On the liberating effects of community living and the need for supports

To live in community does have a liberating effect. I saw that time and again during my tenure at the East Coast Forensic Hospital. I got to know the clients there quite well, and we had people going to school, to university, and then eventually return to live in the community.

In the media we don’t hear about the hundreds of times people come back, but the one time somebody doesnt is the one we hear about. There are numerous examples of people who successfully reintegrated and I have to tell you, there is nothing more rewarding than seeing that happen.

An institution it is not a home, no matter how much we make it homelike. People who live there live by rules and regulations that you wouldn’t see at home You want to sleep in one morning, or get up in the middle of the night and have a cup of coffee, you can’t do that.

Then suddenly you are placed in a situation where none of this is in place. It is no wonder people lose these skills, and they lose their confidence. It takes time to rebuild those skills, and we can’t just thrust people out without giving them support.

We used to call it the revolving door syndrome, where  people would be discharged after a lengthy hospitalization, only to find within a matter of time that they would be back in again. We’d scratch our head wondering why. Well, we were setting people up for failure.

On the very long waits of East Coast Forensic Hospital residents after receiving a conditional discharge  

People at the Forensic Hospital have committed crimes, and they were found not responsible for those crimes because at the time they were suffering from a mental illness that did not allow them to understand the nature of the crime or appreciate the consequences.  

You have a team that worked with you, and believes in you, that has said yes, you are ready to go into the community. The Criminal Review Board has agreed, and gives you a conditional discharge.

Then to be sitting there and not be offered anything, if affects your self worth, it emphasizes that you aren’t valued and respected, let alone given a choice. Hope comes into play in these situations. It is devastating to be institutionalized under those conditions. Even under the best conditions it is bad, it must be absolutely horrific.
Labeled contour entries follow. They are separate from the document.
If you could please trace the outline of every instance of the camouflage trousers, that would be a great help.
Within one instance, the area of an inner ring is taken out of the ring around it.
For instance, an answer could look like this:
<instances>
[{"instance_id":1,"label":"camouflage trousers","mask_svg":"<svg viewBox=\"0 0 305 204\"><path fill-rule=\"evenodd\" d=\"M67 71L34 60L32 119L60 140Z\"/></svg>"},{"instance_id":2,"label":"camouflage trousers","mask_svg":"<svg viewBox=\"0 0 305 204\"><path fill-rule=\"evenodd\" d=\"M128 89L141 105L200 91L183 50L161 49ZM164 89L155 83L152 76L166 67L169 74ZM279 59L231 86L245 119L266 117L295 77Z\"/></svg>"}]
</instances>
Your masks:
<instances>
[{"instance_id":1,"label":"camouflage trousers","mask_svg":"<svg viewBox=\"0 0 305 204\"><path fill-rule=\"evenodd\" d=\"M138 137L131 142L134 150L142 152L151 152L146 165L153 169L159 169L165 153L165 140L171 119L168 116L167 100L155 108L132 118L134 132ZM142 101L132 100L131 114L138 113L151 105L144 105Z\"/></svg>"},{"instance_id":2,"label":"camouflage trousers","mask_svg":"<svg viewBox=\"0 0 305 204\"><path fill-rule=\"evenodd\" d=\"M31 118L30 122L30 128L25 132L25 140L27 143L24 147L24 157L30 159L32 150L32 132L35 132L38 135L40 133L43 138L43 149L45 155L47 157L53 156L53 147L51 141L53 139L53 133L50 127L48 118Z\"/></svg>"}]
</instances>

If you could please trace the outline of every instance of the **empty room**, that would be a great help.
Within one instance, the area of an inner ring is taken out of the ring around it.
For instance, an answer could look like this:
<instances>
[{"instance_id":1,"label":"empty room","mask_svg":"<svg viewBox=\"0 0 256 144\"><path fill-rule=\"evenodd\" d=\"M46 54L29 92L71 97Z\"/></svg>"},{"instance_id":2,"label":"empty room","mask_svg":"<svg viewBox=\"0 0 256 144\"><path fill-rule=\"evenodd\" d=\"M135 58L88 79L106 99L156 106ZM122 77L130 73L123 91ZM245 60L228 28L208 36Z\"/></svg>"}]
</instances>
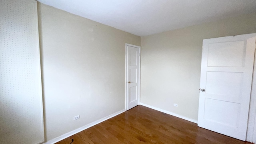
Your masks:
<instances>
[{"instance_id":1,"label":"empty room","mask_svg":"<svg viewBox=\"0 0 256 144\"><path fill-rule=\"evenodd\" d=\"M256 144L255 0L0 0L0 144Z\"/></svg>"}]
</instances>

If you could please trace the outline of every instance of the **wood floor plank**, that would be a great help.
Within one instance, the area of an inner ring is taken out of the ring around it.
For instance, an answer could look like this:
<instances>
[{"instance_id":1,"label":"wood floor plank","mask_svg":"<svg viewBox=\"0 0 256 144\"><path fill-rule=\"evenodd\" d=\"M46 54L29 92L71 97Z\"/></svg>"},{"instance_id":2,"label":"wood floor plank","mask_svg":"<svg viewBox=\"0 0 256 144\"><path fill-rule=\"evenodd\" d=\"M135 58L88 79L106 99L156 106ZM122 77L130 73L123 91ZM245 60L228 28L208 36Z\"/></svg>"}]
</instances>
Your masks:
<instances>
[{"instance_id":1,"label":"wood floor plank","mask_svg":"<svg viewBox=\"0 0 256 144\"><path fill-rule=\"evenodd\" d=\"M84 144L249 144L142 106L57 142Z\"/></svg>"}]
</instances>

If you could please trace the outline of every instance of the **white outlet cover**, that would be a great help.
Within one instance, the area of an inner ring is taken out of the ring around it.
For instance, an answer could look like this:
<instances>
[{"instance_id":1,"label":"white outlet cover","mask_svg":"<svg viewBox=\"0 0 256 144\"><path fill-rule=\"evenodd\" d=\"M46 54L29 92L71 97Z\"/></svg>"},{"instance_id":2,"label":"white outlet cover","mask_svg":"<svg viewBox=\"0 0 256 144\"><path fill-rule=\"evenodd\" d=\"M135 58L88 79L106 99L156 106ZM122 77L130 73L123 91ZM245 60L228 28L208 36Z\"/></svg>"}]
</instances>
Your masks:
<instances>
[{"instance_id":1,"label":"white outlet cover","mask_svg":"<svg viewBox=\"0 0 256 144\"><path fill-rule=\"evenodd\" d=\"M80 116L78 115L74 117L74 120L76 120L80 118Z\"/></svg>"}]
</instances>

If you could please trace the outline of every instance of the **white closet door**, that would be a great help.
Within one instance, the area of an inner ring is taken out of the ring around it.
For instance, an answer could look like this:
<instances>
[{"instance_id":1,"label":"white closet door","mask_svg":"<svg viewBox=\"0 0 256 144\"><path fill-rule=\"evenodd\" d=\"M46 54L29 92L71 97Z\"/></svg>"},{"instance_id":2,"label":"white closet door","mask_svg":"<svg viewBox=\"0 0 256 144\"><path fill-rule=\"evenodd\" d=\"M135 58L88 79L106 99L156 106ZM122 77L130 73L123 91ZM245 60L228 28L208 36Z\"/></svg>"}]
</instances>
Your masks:
<instances>
[{"instance_id":1,"label":"white closet door","mask_svg":"<svg viewBox=\"0 0 256 144\"><path fill-rule=\"evenodd\" d=\"M0 0L0 143L44 141L36 1Z\"/></svg>"},{"instance_id":2,"label":"white closet door","mask_svg":"<svg viewBox=\"0 0 256 144\"><path fill-rule=\"evenodd\" d=\"M246 138L256 34L204 40L198 126Z\"/></svg>"}]
</instances>

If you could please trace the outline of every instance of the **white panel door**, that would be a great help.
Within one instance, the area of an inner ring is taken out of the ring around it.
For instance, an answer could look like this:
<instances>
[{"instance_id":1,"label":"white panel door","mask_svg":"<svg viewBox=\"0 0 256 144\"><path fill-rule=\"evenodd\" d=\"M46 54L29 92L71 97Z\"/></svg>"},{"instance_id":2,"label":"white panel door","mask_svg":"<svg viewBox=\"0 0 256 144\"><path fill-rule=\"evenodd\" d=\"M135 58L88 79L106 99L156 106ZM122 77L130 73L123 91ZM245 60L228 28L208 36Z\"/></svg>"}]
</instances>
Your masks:
<instances>
[{"instance_id":1,"label":"white panel door","mask_svg":"<svg viewBox=\"0 0 256 144\"><path fill-rule=\"evenodd\" d=\"M36 1L0 0L0 143L44 140Z\"/></svg>"},{"instance_id":2,"label":"white panel door","mask_svg":"<svg viewBox=\"0 0 256 144\"><path fill-rule=\"evenodd\" d=\"M245 140L256 36L204 40L198 126Z\"/></svg>"},{"instance_id":3,"label":"white panel door","mask_svg":"<svg viewBox=\"0 0 256 144\"><path fill-rule=\"evenodd\" d=\"M128 110L139 104L140 47L126 44L126 102Z\"/></svg>"}]
</instances>

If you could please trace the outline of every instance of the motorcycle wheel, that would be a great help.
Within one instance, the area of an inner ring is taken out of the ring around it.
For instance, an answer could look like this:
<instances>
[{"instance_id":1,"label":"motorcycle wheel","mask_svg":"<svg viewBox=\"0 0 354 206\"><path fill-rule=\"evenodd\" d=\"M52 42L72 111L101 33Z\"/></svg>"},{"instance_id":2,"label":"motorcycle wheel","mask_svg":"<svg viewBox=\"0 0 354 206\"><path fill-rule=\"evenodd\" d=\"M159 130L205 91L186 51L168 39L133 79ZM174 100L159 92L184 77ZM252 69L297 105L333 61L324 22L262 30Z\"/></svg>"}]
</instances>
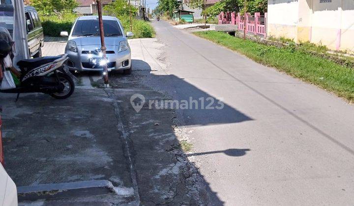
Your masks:
<instances>
[{"instance_id":1,"label":"motorcycle wheel","mask_svg":"<svg viewBox=\"0 0 354 206\"><path fill-rule=\"evenodd\" d=\"M62 100L71 96L75 90L75 83L72 78L68 75L61 73L58 73L60 83L64 85L64 90L61 92L52 93L50 96L56 99Z\"/></svg>"}]
</instances>

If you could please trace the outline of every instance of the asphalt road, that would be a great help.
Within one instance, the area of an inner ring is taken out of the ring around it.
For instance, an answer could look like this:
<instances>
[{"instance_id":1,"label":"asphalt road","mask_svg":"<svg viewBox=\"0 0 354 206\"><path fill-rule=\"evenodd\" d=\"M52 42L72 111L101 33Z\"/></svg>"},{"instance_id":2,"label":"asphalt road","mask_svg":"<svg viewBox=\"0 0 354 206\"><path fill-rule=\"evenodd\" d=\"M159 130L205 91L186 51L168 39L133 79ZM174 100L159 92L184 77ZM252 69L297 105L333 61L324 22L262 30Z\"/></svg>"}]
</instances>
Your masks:
<instances>
[{"instance_id":1,"label":"asphalt road","mask_svg":"<svg viewBox=\"0 0 354 206\"><path fill-rule=\"evenodd\" d=\"M153 86L179 101L223 100L222 109L178 110L213 204L354 204L353 105L166 22L153 25L170 64Z\"/></svg>"}]
</instances>

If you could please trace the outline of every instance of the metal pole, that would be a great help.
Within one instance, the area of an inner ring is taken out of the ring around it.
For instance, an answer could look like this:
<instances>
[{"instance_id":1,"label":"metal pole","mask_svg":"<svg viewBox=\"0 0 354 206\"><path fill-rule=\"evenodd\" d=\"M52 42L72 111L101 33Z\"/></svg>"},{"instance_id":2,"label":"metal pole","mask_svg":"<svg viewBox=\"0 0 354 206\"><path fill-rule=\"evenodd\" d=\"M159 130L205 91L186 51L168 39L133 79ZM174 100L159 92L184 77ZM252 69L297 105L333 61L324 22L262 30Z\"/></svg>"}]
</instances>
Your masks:
<instances>
[{"instance_id":1,"label":"metal pole","mask_svg":"<svg viewBox=\"0 0 354 206\"><path fill-rule=\"evenodd\" d=\"M133 31L133 22L131 19L131 8L130 8L130 0L129 0L128 5L129 7L129 17L130 18L130 31Z\"/></svg>"},{"instance_id":2,"label":"metal pole","mask_svg":"<svg viewBox=\"0 0 354 206\"><path fill-rule=\"evenodd\" d=\"M244 14L243 14L243 40L246 40L246 26L247 26L247 5L246 2L246 0L244 0L244 3L243 4L243 10Z\"/></svg>"},{"instance_id":3,"label":"metal pole","mask_svg":"<svg viewBox=\"0 0 354 206\"><path fill-rule=\"evenodd\" d=\"M1 68L0 68L0 70ZM2 109L0 106L0 113L2 111ZM1 136L1 127L2 122L1 120L1 115L0 115L0 163L2 164L3 166L5 166L5 162L3 158L3 150L2 148L2 137Z\"/></svg>"},{"instance_id":4,"label":"metal pole","mask_svg":"<svg viewBox=\"0 0 354 206\"><path fill-rule=\"evenodd\" d=\"M206 0L204 0L204 29L206 28Z\"/></svg>"},{"instance_id":5,"label":"metal pole","mask_svg":"<svg viewBox=\"0 0 354 206\"><path fill-rule=\"evenodd\" d=\"M106 56L106 47L104 44L104 33L103 31L103 22L102 19L102 6L101 5L101 0L96 0L97 3L97 12L98 13L98 24L100 27L100 34L101 36L101 52L102 53L102 58L106 60L107 56ZM108 70L107 67L107 63L104 64L103 65L103 79L104 80L105 87L109 87L109 83L108 82Z\"/></svg>"}]
</instances>

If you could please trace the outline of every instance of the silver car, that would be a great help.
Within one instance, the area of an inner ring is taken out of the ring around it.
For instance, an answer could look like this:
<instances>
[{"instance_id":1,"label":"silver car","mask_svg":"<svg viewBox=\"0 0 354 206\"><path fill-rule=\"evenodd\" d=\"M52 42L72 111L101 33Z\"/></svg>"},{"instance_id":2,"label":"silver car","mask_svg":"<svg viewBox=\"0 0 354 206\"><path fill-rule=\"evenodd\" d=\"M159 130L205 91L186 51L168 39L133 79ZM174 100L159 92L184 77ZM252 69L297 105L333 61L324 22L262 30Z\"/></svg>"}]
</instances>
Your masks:
<instances>
[{"instance_id":1,"label":"silver car","mask_svg":"<svg viewBox=\"0 0 354 206\"><path fill-rule=\"evenodd\" d=\"M65 53L69 60L69 68L74 71L102 71L102 64L106 63L109 71L122 70L124 74L131 73L131 54L127 37L133 35L131 32L123 35L124 30L116 17L102 17L107 59L102 58L101 52L98 17L87 16L75 21L70 35L62 31L62 36L68 36Z\"/></svg>"}]
</instances>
It is terribly stigmatizing and the consequences are so damaging to that person, and also to family and friends.

We didn’t talk about it directly, but check out the MHCC’s National At Home/Chez Soi report, a research demonstration project, which examined Housing First as a means of ending homelessness for people living with mental illness in Canada. The project followed more than 2,000 participants for two years, and was the world’s largest trial of Housing First. You will find many of the same principles that we discussed in this interview in that report.